Assisting Health Plans Predict Payments by Drug Manufacturers to Physicians through Machine Learning Methods
Program: Data Science Master's Degree
Location: Tulsa, Oklahoma (remote)
Student: Cullen Hogan
The objective of this project was to predict payments that were made to physicians by pharmaceutical and medical device companies. This was accomplished by utilizing the CMS Open Payments database combined with the Medicare Part D prescription drug database. Recent studies into the Open Payments database have helped to identify fraud, waste, and abuse (FWA) from physicians who receive extraordinary amounts of payments from drug and device companies. Building a predictive model for these types of payments could be used by health plan investigators and audit teams to improve efficiencies in reducing provider related FWA.
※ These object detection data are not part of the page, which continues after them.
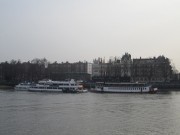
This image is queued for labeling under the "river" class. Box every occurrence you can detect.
[0,90,180,135]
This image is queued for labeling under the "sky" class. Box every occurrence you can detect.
[0,0,180,71]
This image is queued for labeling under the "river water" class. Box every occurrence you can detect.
[0,90,180,135]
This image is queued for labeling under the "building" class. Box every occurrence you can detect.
[131,56,172,82]
[48,62,92,80]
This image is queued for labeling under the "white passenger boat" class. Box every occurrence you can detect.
[29,79,86,93]
[91,82,157,93]
[14,82,31,91]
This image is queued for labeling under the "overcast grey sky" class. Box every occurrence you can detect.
[0,0,180,71]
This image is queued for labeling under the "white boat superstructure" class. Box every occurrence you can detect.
[29,79,86,93]
[14,83,31,91]
[93,82,157,93]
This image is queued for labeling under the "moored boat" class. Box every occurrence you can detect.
[14,82,31,91]
[29,79,87,93]
[91,82,157,93]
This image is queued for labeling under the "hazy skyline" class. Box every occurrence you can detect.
[0,0,180,71]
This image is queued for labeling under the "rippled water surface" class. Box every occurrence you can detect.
[0,90,180,135]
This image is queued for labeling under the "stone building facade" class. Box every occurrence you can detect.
[92,53,172,82]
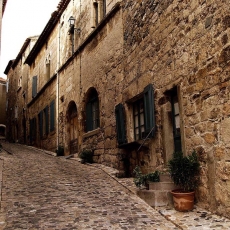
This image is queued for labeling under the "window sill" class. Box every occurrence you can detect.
[118,141,149,151]
[83,128,101,139]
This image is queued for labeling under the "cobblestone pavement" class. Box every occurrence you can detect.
[0,143,178,230]
[0,143,230,230]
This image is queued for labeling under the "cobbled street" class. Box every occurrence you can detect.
[0,143,178,230]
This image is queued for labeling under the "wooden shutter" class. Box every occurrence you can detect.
[50,101,55,131]
[144,84,156,137]
[86,102,93,132]
[32,76,37,98]
[38,111,43,138]
[115,103,127,145]
[30,119,33,144]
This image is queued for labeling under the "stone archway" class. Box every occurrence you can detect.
[67,101,78,154]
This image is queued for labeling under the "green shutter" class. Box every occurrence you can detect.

This project specifically focused on physicians in Oklahoma and Arkansas, due to the size of the Open Payments and Part D drug data. Part D drug data features such as total day’s supply, number of beneficiary’s’, total drug costs, and provider specialty were summarized for every physician who received payments in the Open Payments database. Multiple machine learning methods were tested such as Linear Regression, Decision Trees, Random Forests, and the AutoML Tree-based Pipeline Optimization Tool (TPOT) method. The TPOT method yielded the most accurate model, the Extra Trees Regressor, for predicting payments made to physicians with an R-squared value of 62.9%. Future steps for this project would be to leverage internal claims databases to improve results, this would add additional medical related claims for each provider which cannot be obtained through the Part D drug data. This model is ready to use and provides good direction for health plans looking to prioritize audits and investigations.